Así que después de una ida relámpago a Monterrey para que me mentaran la madre hube que tomar el avión con el único fin de alcanzar la mitad del mundo, cortesía de cierta farmaceútica alemana.
Y pues como uno estaba acostumbrado a la clase areoproletariada, la primera clase era como el nirvana de la comodidad, excepto por la razón de que junto a su servidor venía el director médico en cuestión y chale, pues hubo que rechazar el interminable desfile de bebidas alcohólicas harto finas.

Así que pues ni modo, en un acto heróico la agente aduanal me lo decomizó y me dejó pasar a la sala de conexiones.

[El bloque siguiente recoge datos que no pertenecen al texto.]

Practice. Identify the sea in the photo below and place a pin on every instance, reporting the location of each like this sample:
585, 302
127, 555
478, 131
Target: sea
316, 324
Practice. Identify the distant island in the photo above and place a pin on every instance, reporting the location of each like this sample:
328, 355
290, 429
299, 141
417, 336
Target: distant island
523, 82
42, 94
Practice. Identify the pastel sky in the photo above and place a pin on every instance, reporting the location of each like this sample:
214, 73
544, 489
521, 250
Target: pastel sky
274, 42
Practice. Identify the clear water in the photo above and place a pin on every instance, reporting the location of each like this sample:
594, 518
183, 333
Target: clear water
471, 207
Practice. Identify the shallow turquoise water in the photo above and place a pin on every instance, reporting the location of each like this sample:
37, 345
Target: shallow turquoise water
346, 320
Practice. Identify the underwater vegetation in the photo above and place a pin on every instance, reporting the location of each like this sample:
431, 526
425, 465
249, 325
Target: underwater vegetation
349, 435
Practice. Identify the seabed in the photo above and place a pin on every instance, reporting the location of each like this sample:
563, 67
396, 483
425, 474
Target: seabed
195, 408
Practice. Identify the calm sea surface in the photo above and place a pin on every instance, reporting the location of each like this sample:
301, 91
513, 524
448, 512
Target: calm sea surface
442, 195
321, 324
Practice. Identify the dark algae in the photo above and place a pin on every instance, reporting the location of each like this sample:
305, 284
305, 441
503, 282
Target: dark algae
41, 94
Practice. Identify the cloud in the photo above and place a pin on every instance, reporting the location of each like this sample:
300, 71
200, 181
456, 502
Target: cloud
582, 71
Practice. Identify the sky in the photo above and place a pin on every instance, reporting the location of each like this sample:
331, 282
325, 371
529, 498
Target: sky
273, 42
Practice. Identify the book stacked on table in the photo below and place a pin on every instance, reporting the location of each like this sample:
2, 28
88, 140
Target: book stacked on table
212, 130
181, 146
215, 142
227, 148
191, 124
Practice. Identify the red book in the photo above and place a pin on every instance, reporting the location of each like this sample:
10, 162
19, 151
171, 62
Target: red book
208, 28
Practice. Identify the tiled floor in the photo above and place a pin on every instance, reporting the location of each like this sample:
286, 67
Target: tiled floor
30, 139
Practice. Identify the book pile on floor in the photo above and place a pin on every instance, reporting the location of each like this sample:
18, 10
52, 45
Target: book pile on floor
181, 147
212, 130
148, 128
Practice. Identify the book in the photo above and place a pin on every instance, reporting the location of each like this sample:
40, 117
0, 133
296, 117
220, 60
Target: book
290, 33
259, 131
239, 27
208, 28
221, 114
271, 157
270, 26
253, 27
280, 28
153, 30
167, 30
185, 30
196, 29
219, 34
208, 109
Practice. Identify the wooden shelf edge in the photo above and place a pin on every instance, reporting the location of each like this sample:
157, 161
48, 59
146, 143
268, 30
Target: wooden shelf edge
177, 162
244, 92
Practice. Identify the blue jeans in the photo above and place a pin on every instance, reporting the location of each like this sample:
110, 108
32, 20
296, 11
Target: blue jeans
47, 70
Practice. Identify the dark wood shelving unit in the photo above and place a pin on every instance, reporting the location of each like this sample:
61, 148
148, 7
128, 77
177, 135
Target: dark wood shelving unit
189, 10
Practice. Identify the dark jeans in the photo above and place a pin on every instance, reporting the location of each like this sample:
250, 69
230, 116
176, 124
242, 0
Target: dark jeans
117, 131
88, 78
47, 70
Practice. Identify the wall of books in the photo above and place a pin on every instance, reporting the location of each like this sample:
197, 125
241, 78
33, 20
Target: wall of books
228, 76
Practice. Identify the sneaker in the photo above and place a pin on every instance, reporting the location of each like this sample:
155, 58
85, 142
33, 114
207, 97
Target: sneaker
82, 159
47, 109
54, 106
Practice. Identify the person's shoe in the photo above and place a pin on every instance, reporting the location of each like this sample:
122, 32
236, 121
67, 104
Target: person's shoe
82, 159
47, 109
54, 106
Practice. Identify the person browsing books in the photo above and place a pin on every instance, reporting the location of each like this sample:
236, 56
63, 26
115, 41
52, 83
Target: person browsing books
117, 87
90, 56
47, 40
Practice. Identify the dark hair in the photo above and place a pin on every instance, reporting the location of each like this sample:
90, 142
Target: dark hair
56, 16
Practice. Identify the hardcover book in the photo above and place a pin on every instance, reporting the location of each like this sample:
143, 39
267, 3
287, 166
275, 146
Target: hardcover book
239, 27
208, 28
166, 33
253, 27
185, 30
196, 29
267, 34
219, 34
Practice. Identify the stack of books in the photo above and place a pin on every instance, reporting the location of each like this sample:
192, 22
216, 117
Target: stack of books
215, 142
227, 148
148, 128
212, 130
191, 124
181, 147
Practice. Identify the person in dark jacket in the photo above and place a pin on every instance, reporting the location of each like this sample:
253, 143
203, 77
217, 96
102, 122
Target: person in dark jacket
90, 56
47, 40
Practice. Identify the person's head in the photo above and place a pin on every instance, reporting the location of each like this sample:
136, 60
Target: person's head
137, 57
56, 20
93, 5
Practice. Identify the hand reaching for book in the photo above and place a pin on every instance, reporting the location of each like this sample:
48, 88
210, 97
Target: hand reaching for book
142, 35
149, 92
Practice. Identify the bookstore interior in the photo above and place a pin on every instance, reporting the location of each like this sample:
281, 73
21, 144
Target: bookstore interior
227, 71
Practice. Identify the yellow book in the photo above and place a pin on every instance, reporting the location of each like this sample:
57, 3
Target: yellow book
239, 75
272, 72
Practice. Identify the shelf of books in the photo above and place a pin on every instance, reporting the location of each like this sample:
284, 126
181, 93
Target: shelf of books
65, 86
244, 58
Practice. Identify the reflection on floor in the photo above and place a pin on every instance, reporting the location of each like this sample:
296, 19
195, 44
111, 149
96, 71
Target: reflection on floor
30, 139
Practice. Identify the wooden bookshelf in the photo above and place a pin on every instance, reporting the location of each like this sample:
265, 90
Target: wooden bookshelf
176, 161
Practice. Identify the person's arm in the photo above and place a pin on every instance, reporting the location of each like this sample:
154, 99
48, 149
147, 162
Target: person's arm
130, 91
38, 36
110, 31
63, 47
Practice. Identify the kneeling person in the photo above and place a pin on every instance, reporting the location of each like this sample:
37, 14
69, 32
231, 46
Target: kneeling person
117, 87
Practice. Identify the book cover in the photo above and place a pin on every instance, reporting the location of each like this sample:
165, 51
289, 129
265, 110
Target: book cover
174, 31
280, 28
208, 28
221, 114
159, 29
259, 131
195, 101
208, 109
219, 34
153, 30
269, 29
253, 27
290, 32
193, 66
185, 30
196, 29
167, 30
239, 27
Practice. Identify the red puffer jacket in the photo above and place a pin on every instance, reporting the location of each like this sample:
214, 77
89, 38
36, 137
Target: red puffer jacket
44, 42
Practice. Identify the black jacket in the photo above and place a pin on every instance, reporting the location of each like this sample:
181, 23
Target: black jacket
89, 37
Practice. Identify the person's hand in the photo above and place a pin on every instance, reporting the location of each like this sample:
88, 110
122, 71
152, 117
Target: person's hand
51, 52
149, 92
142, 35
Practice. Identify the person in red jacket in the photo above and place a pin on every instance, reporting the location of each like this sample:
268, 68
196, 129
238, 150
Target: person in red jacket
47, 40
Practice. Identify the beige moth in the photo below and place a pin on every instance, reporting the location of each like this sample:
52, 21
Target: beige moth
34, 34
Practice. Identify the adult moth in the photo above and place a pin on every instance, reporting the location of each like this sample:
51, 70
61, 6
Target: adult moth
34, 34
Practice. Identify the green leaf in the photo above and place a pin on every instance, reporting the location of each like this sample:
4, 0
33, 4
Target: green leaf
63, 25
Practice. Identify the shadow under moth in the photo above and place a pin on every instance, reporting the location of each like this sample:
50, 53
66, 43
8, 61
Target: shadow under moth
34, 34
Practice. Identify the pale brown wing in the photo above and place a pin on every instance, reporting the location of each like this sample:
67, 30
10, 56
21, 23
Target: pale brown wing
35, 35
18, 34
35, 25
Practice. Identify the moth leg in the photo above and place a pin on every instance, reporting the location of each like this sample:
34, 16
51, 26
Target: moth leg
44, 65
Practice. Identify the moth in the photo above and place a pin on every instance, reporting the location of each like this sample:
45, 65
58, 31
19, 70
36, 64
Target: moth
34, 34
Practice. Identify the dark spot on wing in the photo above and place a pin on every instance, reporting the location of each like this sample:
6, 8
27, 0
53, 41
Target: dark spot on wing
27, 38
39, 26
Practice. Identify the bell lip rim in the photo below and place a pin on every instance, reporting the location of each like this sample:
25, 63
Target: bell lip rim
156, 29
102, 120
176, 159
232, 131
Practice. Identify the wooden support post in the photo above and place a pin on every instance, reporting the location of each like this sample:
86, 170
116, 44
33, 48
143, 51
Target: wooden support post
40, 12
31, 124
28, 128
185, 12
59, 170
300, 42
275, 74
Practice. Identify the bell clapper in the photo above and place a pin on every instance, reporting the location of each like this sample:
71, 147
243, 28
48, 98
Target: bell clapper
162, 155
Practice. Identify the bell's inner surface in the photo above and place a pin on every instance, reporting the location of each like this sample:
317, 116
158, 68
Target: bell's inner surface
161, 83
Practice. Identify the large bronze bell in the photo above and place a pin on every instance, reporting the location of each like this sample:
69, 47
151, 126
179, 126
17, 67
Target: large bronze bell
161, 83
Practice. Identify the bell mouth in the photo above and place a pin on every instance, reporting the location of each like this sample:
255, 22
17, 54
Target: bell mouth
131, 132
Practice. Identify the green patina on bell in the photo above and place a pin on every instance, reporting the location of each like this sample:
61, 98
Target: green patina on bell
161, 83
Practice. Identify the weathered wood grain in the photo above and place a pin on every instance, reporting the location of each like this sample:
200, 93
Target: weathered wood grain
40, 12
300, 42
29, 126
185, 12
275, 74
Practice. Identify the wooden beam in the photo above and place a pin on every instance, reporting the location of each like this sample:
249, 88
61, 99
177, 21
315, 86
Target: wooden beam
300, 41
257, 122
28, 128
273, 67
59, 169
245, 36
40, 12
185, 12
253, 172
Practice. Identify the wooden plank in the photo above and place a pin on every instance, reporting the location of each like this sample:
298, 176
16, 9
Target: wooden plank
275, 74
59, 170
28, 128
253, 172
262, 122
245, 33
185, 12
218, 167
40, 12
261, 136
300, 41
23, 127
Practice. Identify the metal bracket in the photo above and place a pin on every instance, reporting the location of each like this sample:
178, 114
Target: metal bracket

Ni modo, otras horitas, un huso horario y una segunda cena y llegaba con harta turbulencia a aterrizar al aeropuerto mas inteligentemente planeado del mundo: Justo en medio de una ciudad que está sumida en un estrecho valle de las montañas. Y a descender como resorte al aeropuerto con nombre importante: el Mariscal Sucre.
Y la prueba de fuego, a presentar mi super visa ultrasofiscticada e infalsificable, una hoja de papel bond con un trozo de papel brillosito. La dependienta con su sagáz mirada de weva y sueño, pues ya era las media noche local dejó algo así como bienvenido pinche wey.
Y a esperar como pendejos a los rezagados de Argentina y Colombia, y luego de que casi nos aplastara un boeing en su loco aterrizaje, al hotel y a jetearse.